Greek government and Troika’s austerity policy vindicated
Since unveiling its austerity strategy to reduce its yawning budget deficit in 2010, the Greek government together with the Eurozone’s Troika has faced immense pressure to change tack. An alliance of Keynesian economists and opposition parties has accused them of choking off growth. The prophets of doom predicted years of stagnation with soaring unemployment and falling living standards.
After a run of positive growth numbers this year, the Greek government and Troika have reason to feel vindicated. They have won the political argument. True, the Greek economy is still a quarter smaller than its pre-crisis peak. But the current acceleration looks like the beginning of a sustained recovery. The anti-austerians grumble that the upturn would have come earlier had the Greek government and Troika eased up on the fiscal squeeze. This is impossible to prove as economic history offers no counter-factuals. What we do know, however, is that the critics overstated the obstacles standing in the way of a recovery. Their position was too extreme and they have found themselves snookered.

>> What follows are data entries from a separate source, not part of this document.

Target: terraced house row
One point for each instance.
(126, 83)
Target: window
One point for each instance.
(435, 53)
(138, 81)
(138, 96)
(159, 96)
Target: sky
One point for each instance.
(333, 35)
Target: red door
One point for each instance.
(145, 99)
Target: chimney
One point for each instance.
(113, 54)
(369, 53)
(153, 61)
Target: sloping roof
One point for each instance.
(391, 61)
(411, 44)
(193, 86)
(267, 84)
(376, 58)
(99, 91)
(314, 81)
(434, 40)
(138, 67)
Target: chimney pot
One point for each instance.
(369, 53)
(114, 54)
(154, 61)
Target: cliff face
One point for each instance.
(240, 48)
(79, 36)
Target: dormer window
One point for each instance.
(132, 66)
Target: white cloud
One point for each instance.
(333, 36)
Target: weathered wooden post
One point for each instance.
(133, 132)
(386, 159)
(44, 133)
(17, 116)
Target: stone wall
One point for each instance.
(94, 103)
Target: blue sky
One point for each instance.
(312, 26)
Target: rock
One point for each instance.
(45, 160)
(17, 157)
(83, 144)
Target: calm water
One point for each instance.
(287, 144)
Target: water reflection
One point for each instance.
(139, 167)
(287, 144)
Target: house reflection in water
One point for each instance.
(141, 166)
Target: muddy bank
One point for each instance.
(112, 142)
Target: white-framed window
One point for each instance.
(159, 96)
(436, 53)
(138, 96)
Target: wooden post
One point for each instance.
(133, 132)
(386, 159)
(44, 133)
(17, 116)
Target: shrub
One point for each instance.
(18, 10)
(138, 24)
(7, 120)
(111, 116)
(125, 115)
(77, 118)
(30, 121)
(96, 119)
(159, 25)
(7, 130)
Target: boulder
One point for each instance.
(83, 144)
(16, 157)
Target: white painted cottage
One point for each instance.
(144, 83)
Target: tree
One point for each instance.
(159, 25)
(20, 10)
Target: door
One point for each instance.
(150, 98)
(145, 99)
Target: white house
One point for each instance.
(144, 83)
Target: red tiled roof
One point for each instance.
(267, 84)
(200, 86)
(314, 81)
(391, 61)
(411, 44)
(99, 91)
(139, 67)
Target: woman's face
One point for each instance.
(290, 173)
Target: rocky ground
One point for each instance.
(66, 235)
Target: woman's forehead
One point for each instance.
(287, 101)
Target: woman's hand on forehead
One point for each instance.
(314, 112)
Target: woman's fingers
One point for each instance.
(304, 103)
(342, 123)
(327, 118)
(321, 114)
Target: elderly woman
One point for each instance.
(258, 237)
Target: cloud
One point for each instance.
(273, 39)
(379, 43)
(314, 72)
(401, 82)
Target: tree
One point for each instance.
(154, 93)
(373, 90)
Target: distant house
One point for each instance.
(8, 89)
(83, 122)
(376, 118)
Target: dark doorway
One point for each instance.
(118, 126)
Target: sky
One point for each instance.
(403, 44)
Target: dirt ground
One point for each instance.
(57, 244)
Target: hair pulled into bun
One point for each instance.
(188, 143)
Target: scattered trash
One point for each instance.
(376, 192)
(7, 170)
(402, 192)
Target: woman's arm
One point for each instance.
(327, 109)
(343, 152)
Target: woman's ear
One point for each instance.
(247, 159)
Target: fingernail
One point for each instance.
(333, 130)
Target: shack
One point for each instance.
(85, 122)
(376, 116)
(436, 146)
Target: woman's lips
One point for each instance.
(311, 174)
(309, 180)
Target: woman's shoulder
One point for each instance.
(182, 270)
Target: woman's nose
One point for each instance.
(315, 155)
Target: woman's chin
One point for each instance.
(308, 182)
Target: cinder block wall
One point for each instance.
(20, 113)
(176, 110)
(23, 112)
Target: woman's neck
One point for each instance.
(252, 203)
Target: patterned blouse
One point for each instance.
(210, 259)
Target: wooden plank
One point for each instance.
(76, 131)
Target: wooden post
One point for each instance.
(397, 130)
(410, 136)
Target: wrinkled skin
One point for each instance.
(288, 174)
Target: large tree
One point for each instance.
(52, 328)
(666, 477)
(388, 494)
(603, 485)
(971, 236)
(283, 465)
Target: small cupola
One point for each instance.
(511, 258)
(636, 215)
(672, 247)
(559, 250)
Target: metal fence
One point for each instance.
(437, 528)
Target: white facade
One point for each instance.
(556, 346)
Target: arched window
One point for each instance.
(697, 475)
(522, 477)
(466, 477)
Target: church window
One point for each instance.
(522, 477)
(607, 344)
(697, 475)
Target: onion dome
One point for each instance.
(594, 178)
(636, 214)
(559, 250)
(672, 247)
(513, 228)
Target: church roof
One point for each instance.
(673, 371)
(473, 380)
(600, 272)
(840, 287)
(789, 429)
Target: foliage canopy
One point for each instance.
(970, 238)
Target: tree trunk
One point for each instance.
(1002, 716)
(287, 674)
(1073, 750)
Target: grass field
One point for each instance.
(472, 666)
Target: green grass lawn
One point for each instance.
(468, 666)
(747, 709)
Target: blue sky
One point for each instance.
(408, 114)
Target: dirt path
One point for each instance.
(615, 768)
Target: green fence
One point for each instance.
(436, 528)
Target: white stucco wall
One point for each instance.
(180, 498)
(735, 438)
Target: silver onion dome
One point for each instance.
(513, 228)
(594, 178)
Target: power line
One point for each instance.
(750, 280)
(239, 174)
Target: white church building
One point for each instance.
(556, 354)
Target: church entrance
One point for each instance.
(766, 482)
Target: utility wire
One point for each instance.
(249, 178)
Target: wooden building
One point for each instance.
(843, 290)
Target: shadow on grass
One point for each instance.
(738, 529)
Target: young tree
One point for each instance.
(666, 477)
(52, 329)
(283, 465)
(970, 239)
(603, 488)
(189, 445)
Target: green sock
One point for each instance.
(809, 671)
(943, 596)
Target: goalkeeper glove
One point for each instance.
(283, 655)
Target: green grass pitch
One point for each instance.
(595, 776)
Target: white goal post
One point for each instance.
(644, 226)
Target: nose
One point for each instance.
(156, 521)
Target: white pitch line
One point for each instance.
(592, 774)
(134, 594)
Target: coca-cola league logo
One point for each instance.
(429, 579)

OK, the FT here is the Fictitious Times, but otherwise I have kept pretty close to the beginning of this real Financial Times editorial about somewhere else. The numbers may be different, but the reason why this editorial would be ridiculous are exactly the same as why the original editorial was. And yes, I know I have complained about it a few times, but because the FT is a quality financial paper that generally gets things right, and which other journalists look to for economic expertise, it is important not to forget the occasional lapse from otherwise high standards. And the FT are not the only respected economists who sometimes mistakenly treat growth from a deep recession as an indicator of a successful policy.